Par ailleurs, les organisations ont annoncé que la semaine prochaine le Juge d'Instruction Demba Kandji du Tribunal Régional hors-classe de Dakar qui mène l'instruction du dossier, entendra le témoignage d'un médecin français, qui a soigné des centaines de victimes de torture au Tchad, et celui du Président de la Commission d'Enquête Tchadienne. La Cour entendra également le témoignage de trois anciens détenus qui ont été maltraités dans les prisons de Hissène Habré.

En février, le Juge Kandji a inculpé Hissène Habré de complicité de torture et l'a placé en résidence surveillée. C'est la première fois qu'un ancien chef d'Etat africain a été inculpé par une cour étrangère pour des atrocités commises sur son territoire. Habré vit en exil au Sénégal depuis 1990, date à laquelle il a été renversé par son successeur. Aujourd'hui, alors que l'investigation continue, Hissène Habré demeure dans sa villa de la banlieue de Dakar. Le Juge Kandji a envoyé une commission rogatoire au gouvernement tchadien et devrait se rendre prochainement au
Tchad.

Habre, âgé de 57 ans, prit le pouvoir au Tchad en 1982, en renversant le gouvernement de Goukouni Wedeye. Son régime de parti unique, soutenu par les Etats-Unis et la France, fut marqué par de multiples abus et campagnes de violence dont furent victimes les ethnies Hadjaraï (en 1987) et Zaghawa (en 1989). Habré fut renversé en décembre 1990 par le Président actuel, Idriss Deby, son chef d'état-major à l'époque.

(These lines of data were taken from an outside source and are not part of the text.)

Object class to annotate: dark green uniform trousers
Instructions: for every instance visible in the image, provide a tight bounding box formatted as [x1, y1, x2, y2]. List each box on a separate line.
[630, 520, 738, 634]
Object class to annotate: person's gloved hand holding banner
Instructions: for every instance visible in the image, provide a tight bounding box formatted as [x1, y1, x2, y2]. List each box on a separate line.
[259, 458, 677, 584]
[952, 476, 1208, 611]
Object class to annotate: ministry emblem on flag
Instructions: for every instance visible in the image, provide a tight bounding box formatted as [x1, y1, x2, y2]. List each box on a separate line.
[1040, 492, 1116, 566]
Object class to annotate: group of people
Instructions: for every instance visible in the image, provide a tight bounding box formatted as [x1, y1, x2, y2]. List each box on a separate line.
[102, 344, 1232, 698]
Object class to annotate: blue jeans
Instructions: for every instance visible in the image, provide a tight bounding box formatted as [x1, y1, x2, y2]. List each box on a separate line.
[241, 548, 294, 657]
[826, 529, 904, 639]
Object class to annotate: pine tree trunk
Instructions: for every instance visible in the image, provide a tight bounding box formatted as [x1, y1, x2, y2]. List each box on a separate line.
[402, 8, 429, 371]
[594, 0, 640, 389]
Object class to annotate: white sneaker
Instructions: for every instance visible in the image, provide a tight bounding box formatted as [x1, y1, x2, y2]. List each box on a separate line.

Plusieurs organisations sont associées a Human Rights Watch et à la RADDHO pour soutenir la plainte déposée contre Hissène Habré, notamment la Fédération internationale des ligues des droits de l'homme, l'Association tchadienne pour la promotion et la défense des droits de l'homme (ATPDH), la Ligue tchadienne des droits de l'homme (LTDH), l'Organisation nationale des droits de l'homme (Sénégal), Interights (basée a Londres), et l'organisation française Agir Ensemble pour les Droits de l'Homme.